Personal information
- Full name: Charles Carrington Burke
- Born: 8 July 1853 Bayswater, Middlesex, England
- Died: 22 May 1904 (aged 50) Shackleford, Surrey, England
- Batting: Unknown

Domestic team information
- 1882: Marylebone Cricket Club

Career statistics
| Competition | First-class |
| Matches | 1 |
| Runs scored | 7 |
| Batting average | 3.50 |
| 100s/50s | –/– |
| Top score | 7 |
| Catches/stumpings | –/– |
- Source: Cricinfo, 19 September 2021

= Charles Burke (cricketer) =

English cricketer and merchant

Charles Carrington Burke (8 July 1853 — 22 May 1904) was an English first-class cricketer.

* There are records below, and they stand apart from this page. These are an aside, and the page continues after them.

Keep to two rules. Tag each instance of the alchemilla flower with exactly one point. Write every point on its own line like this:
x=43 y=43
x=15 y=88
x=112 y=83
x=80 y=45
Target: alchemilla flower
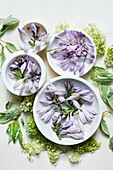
x=73 y=51
x=66 y=109
x=35 y=38
x=26 y=74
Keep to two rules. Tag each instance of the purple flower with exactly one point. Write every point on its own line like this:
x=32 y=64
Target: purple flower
x=47 y=116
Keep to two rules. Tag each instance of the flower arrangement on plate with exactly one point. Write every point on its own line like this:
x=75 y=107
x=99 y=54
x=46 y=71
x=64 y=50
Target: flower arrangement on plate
x=67 y=110
x=71 y=52
x=33 y=36
x=23 y=73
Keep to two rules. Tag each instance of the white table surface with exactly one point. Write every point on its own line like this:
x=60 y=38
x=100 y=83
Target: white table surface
x=78 y=13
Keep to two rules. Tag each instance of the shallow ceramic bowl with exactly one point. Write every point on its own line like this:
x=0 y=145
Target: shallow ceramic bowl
x=55 y=64
x=9 y=82
x=23 y=40
x=90 y=128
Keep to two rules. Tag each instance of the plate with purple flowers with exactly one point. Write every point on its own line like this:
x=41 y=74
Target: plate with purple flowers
x=67 y=110
x=71 y=52
x=23 y=73
x=33 y=36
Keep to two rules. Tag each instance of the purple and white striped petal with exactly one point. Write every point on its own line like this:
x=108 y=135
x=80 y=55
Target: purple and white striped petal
x=34 y=29
x=23 y=67
x=18 y=83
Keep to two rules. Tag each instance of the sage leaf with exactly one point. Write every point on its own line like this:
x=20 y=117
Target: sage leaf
x=6 y=22
x=11 y=47
x=102 y=72
x=110 y=97
x=111 y=143
x=104 y=127
x=103 y=92
x=9 y=132
x=102 y=80
x=8 y=104
x=15 y=130
x=10 y=115
x=20 y=138
x=2 y=56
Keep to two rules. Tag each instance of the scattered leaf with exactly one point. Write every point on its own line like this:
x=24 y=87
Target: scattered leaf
x=15 y=130
x=110 y=97
x=11 y=47
x=102 y=72
x=111 y=143
x=6 y=22
x=104 y=127
x=2 y=56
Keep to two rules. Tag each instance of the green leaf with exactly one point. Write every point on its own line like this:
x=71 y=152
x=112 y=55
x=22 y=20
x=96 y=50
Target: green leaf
x=11 y=115
x=103 y=92
x=11 y=47
x=15 y=130
x=103 y=80
x=9 y=132
x=6 y=22
x=104 y=127
x=2 y=56
x=8 y=104
x=102 y=72
x=111 y=143
x=20 y=138
x=110 y=97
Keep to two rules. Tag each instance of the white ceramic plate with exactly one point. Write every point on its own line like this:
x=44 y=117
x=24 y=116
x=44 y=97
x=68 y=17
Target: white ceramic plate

The son of James St George Burke, he was born in July 1853 at Bayswater. He was educated at Harrow School, before going up to Trinity College, Cambridge. He was a student of the Inner Temple, but withdrew in 1881 before being called to the bar. Burke played a single first-class cricket match for the Marylebone Cricket Club (MCC) against Somerset at Lord's in 1882. Batting twice in the match, he was dismissed without scoring by Herbert Fowler in the MCC first innings, while in their second innings he was dismissed for 7 runs by Arnold Fothergill. He married Frances Philippa Addison, daughter of Charles G. Addison, in December 1882. Burke died in May 1904 at Mitchen Hall near Shackleford, Surrey.